How does Argo Rollouts enable traffic management?¶

Argo Rollouts enables traffic management by manipulating the Service Mesh resources to match the intent of the Rollout. Argo Rollouts currently supports the following traffic providers:

AWS ALB Ingress Controller
Ambassador Edge Stack
Apache APISIX
Google Cloud
Gateway API
Istio
Kong Ingress
Nginx Ingress Controller
Service Mesh Interface (SMI)
Traefik Proxy
Multiple Providers
File a ticket here if you would like another implementation (or thumbs up it if that issue already exists)

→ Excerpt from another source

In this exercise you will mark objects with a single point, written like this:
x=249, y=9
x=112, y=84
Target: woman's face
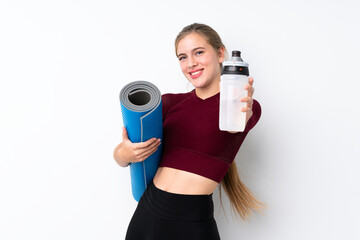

Regardless of the Service Mesh used, the Rollout object has to set a canary Service and a stable Service in its spec. Here is an example with those fields set:

apiVersion: argoproj.io/v1alpha1
kind: Rollout
spec:
  strategy:
    canary:
      canaryService: canary-service
      stableService: stable-service
      trafficRouting: {}

The controller modifies these Services to route traffic to the appropriate canary and stable ReplicaSets as the Rollout progresses. These Services are used by the Service Mesh to define what group of pods should receive the canary and stable traffic.

Additionally, the Argo Rollouts controller needs to treat the Rollout object differently when using traffic management. In particular, the Stable ReplicaSet owned by the Rollout remains fully scaled up as the Rollout progresses through the Canary steps.

Since the traffic is controlled independently by the Service Mesh resources, the controller needs to make a best effort to ensure that the Stable and New ReplicaSets are not overwhelmed by the traffic sent to them. By leaving the Stable ReplicaSet scaled up, the controller is ensuring that the Stable ReplicaSet can handle 100% of the traffic at any time¹. The New ReplicaSet follows the same behavior as without traffic management. The new ReplicaSet's replica count is equal to the latest SetWeight step percentage multiplied by the total replica count of the Rollout. This calculation ensures that the canary version does not receive more traffic than it can handle.

Traffic Routing with Managed Routes and Route Precedence¶

Traffic Router Support: Istio

When traffic routing is enabled, Argo Rollouts can add and manage additional routes beyond just controlling the traffic weight to the canary. These include header-based and mirror-based routes. When using these routes, you must set route precedence with the upstream traffic router using the spec.strategy.canary.trafficRouting.managedRoutes field. This field accepts an array where the order of items determines their precedence. These managed routes will be placed in the specified order above any manually defined routes.

Warning

All routes listed in managed routes will be removed at the end of a rollout or on an abort. Do not put any manually created routes in the list.

Here is an example:

apiVersion: argoproj.io/v1alpha1
kind: Rollout
spec:
  strategy:
    canary:
      trafficRouting:
        managedRoutes:
          - name: priority-route-1
          - name: priority-route-2
          - name: priority-route-3

Traffic Routing Based on Header Values for Canary¶

Traffic Router Support: Istio

Argo Rollouts can route all traffic to the canary service based on HTTP request header values. Header-based traffic routing is configured using the setHeaderRoute step, which contains a list of header matchers.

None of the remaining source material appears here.